What on earth, you may be asking, is an “evangelical, progressive, Christian”? And what does being white, being evangelical, being progressive, or being Christian have to do with marching in response to a presidential election?
Certainly the news has made it clear that most white evangelical conservative Christians chose to put this new administration into office. What moves a white, evangelical, progressive Christian to march against the same administration?
As a white person I marched because I’m obligated to use my privilege to support black and brown people’s rights. I am unlikely to get pulled over as I drive, I am unlikely to get arrested, I am unlikely to have my arguments seen as uncontrolled anger. Privilege is a gift I can use to speak out. I marched to use my privilege for the benefit of our nation.
As an evangelical, I marched because I’ve got good news, and it is important to share it. I know God is on the side of the poor, I know God is working toward justice, I know God loves all of creation. (As an aside “evangelism” means sharing good news—it isn’t about conversion of anyone.) I marched to proclaim good news.
As a progressive Christian, I marched because Jesus calls me to follow him. Progressives, in general, put more emphasis on following Jesus than on worshiping him. Christians believe that Jesus was fully God and fully human; progressives work to be like the human Jesus, and worship the divine Jesus with our work. Like Jesus we heal the sick, like Jesus we provide food to the hungry, like Jesus we welcome the stranger, the immigrant, the refugee. I marched to follow Jesus, and to worship God.

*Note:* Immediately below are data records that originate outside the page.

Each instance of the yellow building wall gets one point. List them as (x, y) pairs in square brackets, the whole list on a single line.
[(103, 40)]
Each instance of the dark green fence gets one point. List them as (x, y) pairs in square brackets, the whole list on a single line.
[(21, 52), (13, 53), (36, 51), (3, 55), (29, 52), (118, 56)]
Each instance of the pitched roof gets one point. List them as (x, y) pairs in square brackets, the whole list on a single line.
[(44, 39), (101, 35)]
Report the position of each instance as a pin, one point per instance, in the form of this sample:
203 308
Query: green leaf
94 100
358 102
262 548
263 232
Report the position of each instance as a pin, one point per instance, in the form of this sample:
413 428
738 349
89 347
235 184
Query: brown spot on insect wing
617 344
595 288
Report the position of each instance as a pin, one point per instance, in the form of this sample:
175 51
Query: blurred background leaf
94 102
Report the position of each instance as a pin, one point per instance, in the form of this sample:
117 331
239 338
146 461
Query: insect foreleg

Of course conservative evangelicals also want to stand with those who are left behind in society, want to proclaim good news, and want to follow Jesus. What is going on when we have such divergent views of the world?

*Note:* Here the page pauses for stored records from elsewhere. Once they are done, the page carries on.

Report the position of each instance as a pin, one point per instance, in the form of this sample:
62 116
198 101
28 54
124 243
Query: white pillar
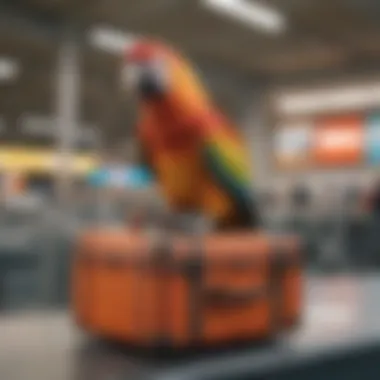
68 81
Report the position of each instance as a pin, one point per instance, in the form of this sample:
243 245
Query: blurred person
195 154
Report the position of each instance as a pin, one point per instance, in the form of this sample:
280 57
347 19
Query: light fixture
109 39
9 69
256 15
333 99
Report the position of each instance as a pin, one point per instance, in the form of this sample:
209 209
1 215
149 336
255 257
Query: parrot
195 155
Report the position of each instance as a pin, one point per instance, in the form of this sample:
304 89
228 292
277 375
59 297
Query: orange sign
339 141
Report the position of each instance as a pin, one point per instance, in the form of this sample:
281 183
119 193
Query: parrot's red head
154 71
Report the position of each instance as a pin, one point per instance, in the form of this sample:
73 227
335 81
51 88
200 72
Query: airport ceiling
322 37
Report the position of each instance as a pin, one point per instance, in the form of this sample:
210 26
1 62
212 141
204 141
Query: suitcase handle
233 297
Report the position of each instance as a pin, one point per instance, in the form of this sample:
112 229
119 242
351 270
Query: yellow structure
26 160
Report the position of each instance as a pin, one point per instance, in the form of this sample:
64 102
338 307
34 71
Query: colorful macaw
196 156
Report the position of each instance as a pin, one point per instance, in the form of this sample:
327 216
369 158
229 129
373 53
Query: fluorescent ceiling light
110 40
9 69
252 13
335 99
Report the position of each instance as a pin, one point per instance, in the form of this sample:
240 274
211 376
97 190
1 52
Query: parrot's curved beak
144 80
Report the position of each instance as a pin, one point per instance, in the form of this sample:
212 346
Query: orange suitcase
222 289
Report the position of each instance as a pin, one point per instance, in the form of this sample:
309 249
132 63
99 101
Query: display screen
338 141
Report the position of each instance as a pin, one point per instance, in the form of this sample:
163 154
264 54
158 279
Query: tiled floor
46 346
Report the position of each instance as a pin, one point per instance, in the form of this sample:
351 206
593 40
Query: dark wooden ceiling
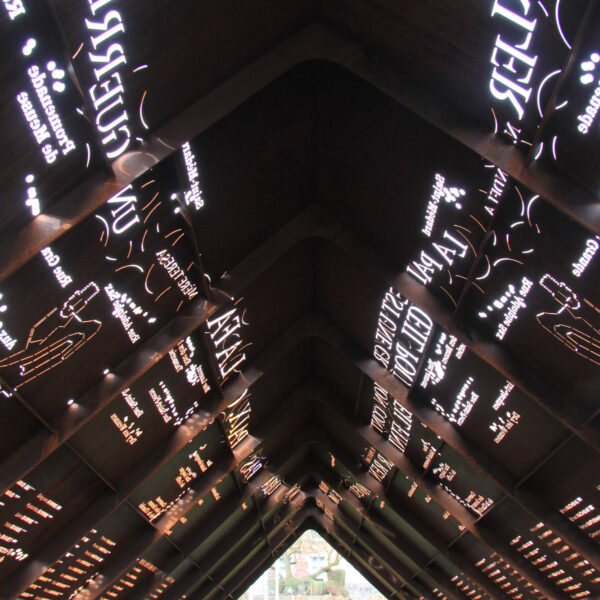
319 130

One difference is whether Christianity calls us to individual or corporate action. All Christians know Jesus’s story of sheep and goats, and that the sheep were called into God’s embrace because they choose to provide food, drink, clothes, welcome to the stranger, healing to the sick, and visits to those in prison. (Google “Matthew 25:31-46” to read the story.)

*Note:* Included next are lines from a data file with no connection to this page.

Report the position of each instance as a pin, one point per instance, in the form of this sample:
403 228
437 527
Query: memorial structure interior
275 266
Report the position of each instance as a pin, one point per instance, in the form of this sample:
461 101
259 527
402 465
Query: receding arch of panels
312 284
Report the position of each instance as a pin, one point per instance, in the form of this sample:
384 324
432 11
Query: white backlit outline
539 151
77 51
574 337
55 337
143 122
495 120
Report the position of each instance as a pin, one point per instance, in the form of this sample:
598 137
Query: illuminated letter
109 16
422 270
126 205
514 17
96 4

To make a huge generalization, more conservative Christians interpret this story as about what individual Christians should do. More progressive Christians use it as guidance for what we as a people should do. For some Christians this as an individual mandate, for others this is a community mandate. To further divide us, if it’s a community mandate, is Jesus challenging the church, or challenging the nation?
Evangelical progressive Christians read this text as a call to our nation to care for those who do not have the material resources they need.
In a democracy the government represents me, and carries out what I ask it to carry out. I cannot plead innocence at the judgment; this is my government. As such, I must ask, no, I must demand, that my nation provide food and drink and clothing to those who need it. I must ask, no, I must demand, that my nation welcome strangers, heal the sick, and visit those in prison.
If we, as a nation, want to be among the sheep, SNAP benefits must not be cut, indeed they should be increased. If we, as a nation, want to be among the sheep, we must welcome immigrants, Muslims, anyone we do not yet know. If we, as a nation, want to be among the sheep, we must provide healthcare to all. If we, as a nation, want to be among the sheep, we must know, and care for, and love those in our prisons.
To be clear, I celebrate Christians who feed and clothe people in need, who welcome strangers individually, who provide healthcare and prison care as individuals. If Christians come up with a plan to care for all those in need, I wouldn’t need our government to represent us by doing it. Right now we, as Christians, and as a nation, are not adequately meeting those needs.
And so I am marching, and making phone calls, and standing up; I am working to make this government my government. I am a white, evangelical, progressive Christian working to make God’s justice real in the world. I welcome you, whoever you are, whatever you believe, to walk along with me as I follow Jesus.